Carpenter and clock-maker John Harrison died 250 years ago in March 1776, on his 83rd birthday.
He is known today for the marine chronometer, a device that solved the age-old problem of calculating longitude – how far east or west a ship is – while at sea.
It helped to transform navigation and led to safer and faster voyages across the oceans.
And for a generation of TV viewers, Harrison's work was the device that finally made the Trotters millionaires in Only Fools and Horses, when Del and Rodney sold one of his long-lost timepieces at auction, in the 1996 episode Time on Our Hands.
In Barrow-on-Humber, North Lincolnshire, a statue of Harrison stands in the marketplace, near the remains of the wall of his workshop. Nearby, a real ale pub is, predictably, called Harrison's.
The latest tribute to the village's most famous son is a plaque at the railway station, which commemorates his life and work.
It was unveiled on Tuesday by Howard Boyd, a sculptor and Harrison enthusiast who lives locally.

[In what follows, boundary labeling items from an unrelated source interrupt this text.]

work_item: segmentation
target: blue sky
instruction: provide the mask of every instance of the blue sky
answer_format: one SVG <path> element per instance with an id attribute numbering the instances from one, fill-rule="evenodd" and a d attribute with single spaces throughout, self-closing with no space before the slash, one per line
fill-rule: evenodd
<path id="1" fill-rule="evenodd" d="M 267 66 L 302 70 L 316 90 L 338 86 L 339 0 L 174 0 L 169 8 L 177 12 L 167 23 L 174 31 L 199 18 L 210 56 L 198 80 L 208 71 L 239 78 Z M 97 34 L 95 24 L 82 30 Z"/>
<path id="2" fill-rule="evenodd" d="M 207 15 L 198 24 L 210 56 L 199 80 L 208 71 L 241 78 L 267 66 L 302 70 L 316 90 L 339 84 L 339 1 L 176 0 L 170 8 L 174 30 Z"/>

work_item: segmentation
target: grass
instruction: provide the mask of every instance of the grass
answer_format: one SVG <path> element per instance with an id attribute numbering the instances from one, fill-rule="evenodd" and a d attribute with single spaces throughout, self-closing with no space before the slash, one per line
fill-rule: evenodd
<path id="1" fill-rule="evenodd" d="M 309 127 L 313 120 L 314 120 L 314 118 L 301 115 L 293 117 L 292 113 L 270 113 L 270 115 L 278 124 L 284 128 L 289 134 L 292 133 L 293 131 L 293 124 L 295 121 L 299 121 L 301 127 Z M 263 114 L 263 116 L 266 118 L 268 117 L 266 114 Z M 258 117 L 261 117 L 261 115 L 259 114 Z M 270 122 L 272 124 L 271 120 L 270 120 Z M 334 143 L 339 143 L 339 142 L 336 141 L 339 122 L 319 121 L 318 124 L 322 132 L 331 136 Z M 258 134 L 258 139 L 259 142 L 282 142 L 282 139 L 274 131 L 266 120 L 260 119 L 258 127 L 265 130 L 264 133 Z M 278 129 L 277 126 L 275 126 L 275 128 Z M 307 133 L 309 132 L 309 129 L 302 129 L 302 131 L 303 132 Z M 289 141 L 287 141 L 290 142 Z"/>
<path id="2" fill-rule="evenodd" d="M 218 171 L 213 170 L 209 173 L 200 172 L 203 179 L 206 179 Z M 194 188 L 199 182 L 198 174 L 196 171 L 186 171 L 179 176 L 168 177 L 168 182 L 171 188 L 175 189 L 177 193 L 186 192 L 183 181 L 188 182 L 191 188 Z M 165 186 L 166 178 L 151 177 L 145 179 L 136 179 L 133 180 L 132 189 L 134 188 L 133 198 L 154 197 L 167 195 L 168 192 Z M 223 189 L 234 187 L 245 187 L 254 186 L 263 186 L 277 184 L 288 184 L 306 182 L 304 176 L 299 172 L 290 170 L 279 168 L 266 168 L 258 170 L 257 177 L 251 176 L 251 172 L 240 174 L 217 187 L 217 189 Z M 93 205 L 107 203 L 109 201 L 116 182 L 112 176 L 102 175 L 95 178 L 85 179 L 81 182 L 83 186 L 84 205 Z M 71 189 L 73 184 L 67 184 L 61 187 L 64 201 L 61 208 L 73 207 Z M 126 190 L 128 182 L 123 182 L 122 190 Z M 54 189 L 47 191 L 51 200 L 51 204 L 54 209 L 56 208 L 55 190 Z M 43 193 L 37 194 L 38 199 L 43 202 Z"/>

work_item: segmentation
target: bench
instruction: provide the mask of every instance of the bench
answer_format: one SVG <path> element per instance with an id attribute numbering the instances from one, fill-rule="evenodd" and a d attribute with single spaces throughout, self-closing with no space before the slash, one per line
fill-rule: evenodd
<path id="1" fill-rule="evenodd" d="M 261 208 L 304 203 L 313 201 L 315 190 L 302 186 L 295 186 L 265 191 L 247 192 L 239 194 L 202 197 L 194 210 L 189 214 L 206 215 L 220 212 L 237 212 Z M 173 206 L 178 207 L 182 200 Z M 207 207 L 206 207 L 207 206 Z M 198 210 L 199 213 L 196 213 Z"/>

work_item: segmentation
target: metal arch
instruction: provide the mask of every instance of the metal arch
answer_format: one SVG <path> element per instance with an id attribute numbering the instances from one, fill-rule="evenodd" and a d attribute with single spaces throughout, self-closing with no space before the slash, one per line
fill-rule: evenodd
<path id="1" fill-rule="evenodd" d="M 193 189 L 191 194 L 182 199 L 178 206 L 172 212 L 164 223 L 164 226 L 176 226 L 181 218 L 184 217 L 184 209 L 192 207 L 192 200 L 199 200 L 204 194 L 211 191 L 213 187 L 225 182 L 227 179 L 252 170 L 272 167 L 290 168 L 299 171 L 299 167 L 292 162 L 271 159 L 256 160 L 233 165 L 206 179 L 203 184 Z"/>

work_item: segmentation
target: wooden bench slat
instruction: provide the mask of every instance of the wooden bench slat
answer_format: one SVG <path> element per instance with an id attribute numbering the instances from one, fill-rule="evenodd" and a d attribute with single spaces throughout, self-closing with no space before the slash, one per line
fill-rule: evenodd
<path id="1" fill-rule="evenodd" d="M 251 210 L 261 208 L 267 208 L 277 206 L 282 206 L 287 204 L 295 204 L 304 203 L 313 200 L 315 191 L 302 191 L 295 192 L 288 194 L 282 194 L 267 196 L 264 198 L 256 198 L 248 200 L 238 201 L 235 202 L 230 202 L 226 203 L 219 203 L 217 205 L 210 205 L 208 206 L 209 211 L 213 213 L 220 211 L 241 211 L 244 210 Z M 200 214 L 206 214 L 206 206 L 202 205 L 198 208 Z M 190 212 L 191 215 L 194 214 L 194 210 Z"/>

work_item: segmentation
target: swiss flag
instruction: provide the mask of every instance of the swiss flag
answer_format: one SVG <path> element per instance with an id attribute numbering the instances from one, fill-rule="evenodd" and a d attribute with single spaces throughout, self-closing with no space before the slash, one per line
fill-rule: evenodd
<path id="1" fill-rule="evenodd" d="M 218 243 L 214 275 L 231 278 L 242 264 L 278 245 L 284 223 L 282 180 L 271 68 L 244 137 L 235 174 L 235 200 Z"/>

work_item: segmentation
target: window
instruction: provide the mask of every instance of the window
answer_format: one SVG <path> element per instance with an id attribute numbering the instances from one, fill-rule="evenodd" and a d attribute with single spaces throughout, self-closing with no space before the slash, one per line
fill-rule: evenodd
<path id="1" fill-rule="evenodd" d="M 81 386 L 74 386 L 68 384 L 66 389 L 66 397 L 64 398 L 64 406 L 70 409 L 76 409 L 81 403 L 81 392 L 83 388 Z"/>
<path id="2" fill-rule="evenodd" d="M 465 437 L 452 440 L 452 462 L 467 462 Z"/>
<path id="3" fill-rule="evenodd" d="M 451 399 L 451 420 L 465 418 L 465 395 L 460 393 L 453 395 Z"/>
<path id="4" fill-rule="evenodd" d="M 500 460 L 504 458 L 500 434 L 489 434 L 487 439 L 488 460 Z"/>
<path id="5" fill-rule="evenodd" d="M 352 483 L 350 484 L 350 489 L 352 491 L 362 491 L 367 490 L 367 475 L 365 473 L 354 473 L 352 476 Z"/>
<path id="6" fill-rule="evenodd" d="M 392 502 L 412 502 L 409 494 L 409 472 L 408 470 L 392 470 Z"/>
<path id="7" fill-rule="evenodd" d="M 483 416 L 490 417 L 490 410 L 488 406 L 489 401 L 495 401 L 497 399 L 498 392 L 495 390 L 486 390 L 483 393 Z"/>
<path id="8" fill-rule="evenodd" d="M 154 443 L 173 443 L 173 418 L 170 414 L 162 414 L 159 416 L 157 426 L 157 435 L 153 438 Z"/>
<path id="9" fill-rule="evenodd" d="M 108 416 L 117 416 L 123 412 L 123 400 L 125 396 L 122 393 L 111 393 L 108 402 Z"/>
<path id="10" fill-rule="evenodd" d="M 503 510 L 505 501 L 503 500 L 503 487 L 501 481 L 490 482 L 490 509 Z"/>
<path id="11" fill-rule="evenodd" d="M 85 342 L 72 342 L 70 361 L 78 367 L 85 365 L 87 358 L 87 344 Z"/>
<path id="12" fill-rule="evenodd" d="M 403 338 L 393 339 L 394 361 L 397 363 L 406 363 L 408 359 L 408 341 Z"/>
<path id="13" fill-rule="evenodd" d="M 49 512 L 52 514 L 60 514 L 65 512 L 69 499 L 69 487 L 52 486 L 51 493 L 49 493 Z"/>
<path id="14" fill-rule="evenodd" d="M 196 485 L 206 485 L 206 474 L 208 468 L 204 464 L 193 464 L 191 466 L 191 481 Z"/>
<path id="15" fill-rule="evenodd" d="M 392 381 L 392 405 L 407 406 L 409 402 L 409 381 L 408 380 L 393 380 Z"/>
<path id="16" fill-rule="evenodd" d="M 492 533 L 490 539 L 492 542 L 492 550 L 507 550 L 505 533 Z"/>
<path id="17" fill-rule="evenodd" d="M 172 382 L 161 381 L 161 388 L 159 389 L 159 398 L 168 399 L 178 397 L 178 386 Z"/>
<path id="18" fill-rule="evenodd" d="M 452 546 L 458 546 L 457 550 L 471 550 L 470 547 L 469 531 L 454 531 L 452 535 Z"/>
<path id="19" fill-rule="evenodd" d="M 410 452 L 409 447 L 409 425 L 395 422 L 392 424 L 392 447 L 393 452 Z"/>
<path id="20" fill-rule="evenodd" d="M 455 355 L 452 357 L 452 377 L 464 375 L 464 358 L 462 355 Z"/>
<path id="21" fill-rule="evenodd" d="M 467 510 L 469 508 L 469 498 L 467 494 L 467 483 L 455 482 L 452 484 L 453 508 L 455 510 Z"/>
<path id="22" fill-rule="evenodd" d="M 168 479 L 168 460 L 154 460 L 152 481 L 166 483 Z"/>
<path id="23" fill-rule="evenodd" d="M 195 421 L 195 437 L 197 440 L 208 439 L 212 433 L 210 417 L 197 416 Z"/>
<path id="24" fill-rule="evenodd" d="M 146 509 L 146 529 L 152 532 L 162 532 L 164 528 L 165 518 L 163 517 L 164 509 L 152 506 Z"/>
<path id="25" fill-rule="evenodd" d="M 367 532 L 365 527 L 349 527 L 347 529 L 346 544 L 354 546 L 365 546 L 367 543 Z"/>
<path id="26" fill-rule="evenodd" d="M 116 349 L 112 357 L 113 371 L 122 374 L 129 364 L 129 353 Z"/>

"I was absolutely fascinated by this man," Boyd tells the Secret Lincolnshire podcast. "He was quite a metallurgist.
"An absolute, an utter genius."
The 18th-Century search for ways to calculate longitude at sea captivated the nation.
The complex conundrum baffled scientists as they attempted to accurately measure exact points east and west from a fixed meridian line.
For decades from 1714, experts and enthusiasts submitted their ideas to the Board of Longitude in the hope of winning a £20,000 prize - worth about £3.5m in today's money.
The son of a carpenter, Harrison was born in Nostell, near Wakefield, in 1693. His family moved to Barrow when he was a small boy.
He spent his early years creating clocks entirely from wood. Later, Harrison realised that the solution to calculating longitude was creating a reliable clock that could keep the time of a reference place, such as Greenwich, and provide an accurate local time.
He created his first marine timekeeper, the H1, in 1735 and it was tested in the Humber Estuary off Barrow Haven. By 1759, he had developed the watch that won the Longitude prize.
But despite his genius, Harrison was known as a difficult character to deal with, Boyd says.
"He was a bit of a rascal, you know, he was an irascible man.
"He was very awkward in his dealings with the Board of Longitude. He had no patience with them at all and he said as he thought, which didn't go down very well."

Fortunately, his son, William, took over negotiations with the board.
"He was awarded half the prize," Boyd explains. "The other half was withheld."
It wasn't until William appealed to the king, himself a keen amateur clock-maker, that Harrison received the rest of the prize.
Incredibly, Harrison is not only credited with the life-saving marine chronometer.
While developing the watch in Barrow, he needed to find a way for its workings to be unaffected by variations in temperature and for it to function on board a constantly moving ship. That meant inventing the bimetallic strip, which is now used in hundreds of devices, including thermostats, fire safety devices and the humble kettle.
Harrison is also credited with inventing the caged roller bearing for his "sea watch", which has gone on to become an important element in modern machinery.

So what would the modern world make of Harrison, a man who did so much to create it?
"Well, he's a very crabby old fellow," says Boyd, 81. "I mean, cranky, I'm getting that way myself.
"Where would he have been? He would have been into technology and everything else, but his precision and his draftsmanship were incredible, it's perfect for his time."
And given what he invented, what would the world be like without him?
"Where would the Industrial Revolution be without those inventions?
"We owe him a lot and, in my opinion, he ought to be on a plinth in Trafalgar Square."